"The minute I stop writing for a month or two months and am on a trip I feel absolutely animally happy. But when you are writing and get something the way you want it be you get a great happiness too -- but it is very different; although one is as important as the other to you yourself when you have a feeling of how short your life is."
- to Ivan Kashkin, 1936, originally printed in "Selected Letters," p. 431.
When I want blunt honesty, I turn to Hemingway. His letters -- updates, insights, advice to other writers -- are direct and, like his fiction, work brilliantly on multiple levels.
I write in spurts. I can work for months at a time, intensely focused on a single manuscript, like a painter forever blending and changing and adding. And at other times, I don't write at all. "Life" happens, and though I have a few chunks of time to write, I can't get my mind around it. I think about stories and characters all the time, but during these dry spells, I don't produce new material. It's frustrating, and I constantly try to change my ways. It's a battle.
Maybe it shouldn't be, though.
I'm nowhere near as prolific as I'd like to be, and I'd like to increase my production and practice. Of course, not everyone has the drive or ability to churn out a novel every year. But I try not to compare myself to other writers; I am who I am and do what I do. Still, when I don't write, I'm pretty miserable. I feel guilty, not to anyone else, but to myself.
That said, Hemingway has a point: you need balance. You need a life. You need to live it, whether you're working or playing. Life is short.
Here's the moral compass question I ask myself when facing a decision: "When I'm on my deathbed, how will I think back on this?" So, applying this question to the issue of 'life' getting in the way of writing time and the pressure I place on myself to get more stuff done, I come up with this answer: "I'll regret it if I spend my precious time worrying, and I'll regret it, too, if I spend my precious time scrolling Facebook instead of writing."

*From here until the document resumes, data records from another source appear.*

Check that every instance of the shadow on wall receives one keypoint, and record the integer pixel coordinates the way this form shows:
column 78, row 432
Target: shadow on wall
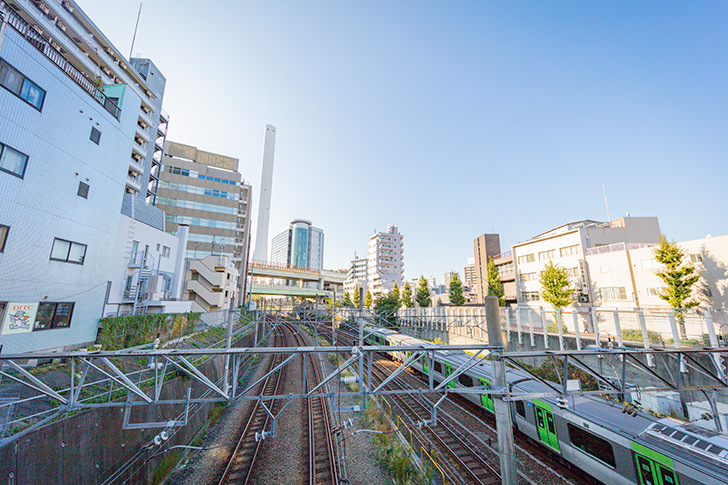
column 715, row 286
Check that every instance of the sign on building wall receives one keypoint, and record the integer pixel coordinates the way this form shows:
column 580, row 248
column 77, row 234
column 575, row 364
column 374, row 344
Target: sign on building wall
column 19, row 318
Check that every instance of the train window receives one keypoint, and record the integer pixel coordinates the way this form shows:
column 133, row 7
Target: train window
column 592, row 444
column 465, row 380
column 521, row 409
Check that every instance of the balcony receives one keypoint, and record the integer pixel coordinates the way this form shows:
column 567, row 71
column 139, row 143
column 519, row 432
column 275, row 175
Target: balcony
column 134, row 182
column 136, row 165
column 36, row 39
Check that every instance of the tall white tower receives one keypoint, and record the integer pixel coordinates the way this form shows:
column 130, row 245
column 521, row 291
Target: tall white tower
column 266, row 184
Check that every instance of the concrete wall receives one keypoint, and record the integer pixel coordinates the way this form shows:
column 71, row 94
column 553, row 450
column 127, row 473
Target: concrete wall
column 44, row 204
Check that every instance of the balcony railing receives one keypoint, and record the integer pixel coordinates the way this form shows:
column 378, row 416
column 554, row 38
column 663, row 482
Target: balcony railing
column 39, row 42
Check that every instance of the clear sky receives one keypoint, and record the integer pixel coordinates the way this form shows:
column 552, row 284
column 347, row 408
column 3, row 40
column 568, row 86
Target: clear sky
column 451, row 118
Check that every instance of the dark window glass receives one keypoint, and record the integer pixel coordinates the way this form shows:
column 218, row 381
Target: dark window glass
column 521, row 408
column 465, row 380
column 95, row 135
column 12, row 161
column 53, row 315
column 3, row 237
column 591, row 444
column 68, row 251
column 83, row 190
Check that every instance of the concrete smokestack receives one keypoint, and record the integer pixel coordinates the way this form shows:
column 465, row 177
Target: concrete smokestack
column 266, row 185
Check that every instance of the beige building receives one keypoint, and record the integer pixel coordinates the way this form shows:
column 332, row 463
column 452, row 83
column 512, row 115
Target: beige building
column 567, row 246
column 211, row 283
column 624, row 275
column 205, row 191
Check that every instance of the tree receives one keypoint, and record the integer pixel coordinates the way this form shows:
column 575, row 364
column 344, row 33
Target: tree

How's that for a non-committal answer?
Although I can do a much better job using my time wisely to write more (and more regularly), life is more than writing. Life is family and exercise and experiences and love. It's travel and walking the dog and falling asleep in front of the TV every once in a while. For that matter, I can do a much better job simply enjoying the moment at hand and ignoring the nagging voice in my head that says, "Dude, you should be writing instead."
It's balance. And in order for a balance to be reached and maintained, there has to be a lot of searching and making mistakes. Think of a tightrope walker at a moment of perfect balance. That snapshot looks effortless.
But the moments before and after are full of back-and-forth -- they are full of danger and intense concentration. Every muscle in the body (brain included) must be in perfect sync. Even when the walker is 'in the zone,' they're experiencing push and pull, yin and yang, euphoria and doubt.
Is it realistic to expect a person to be in that zone of balance all the time? Of course not. Finding a balance between work and play is a never-ending search no matter if your work is writing or building cars or maintaining data systems. It's the human condition, overhauled for a modern world that hyper-focuses on the go, go, go.
So, life is short, as Hemingway reminds us. If your balance feels off-kilter, go ahead and tweak it. Switch around your daily schedule so you have more time to write or, conversely, more time doing something else. You can also look ahead to the coming weeks or months for quieter periods where you know you'll have more or less time for either work or play, always remembering that they are equally important. Just keep in mind that the search for balance is, like all pursuits, more about the journey than the destination.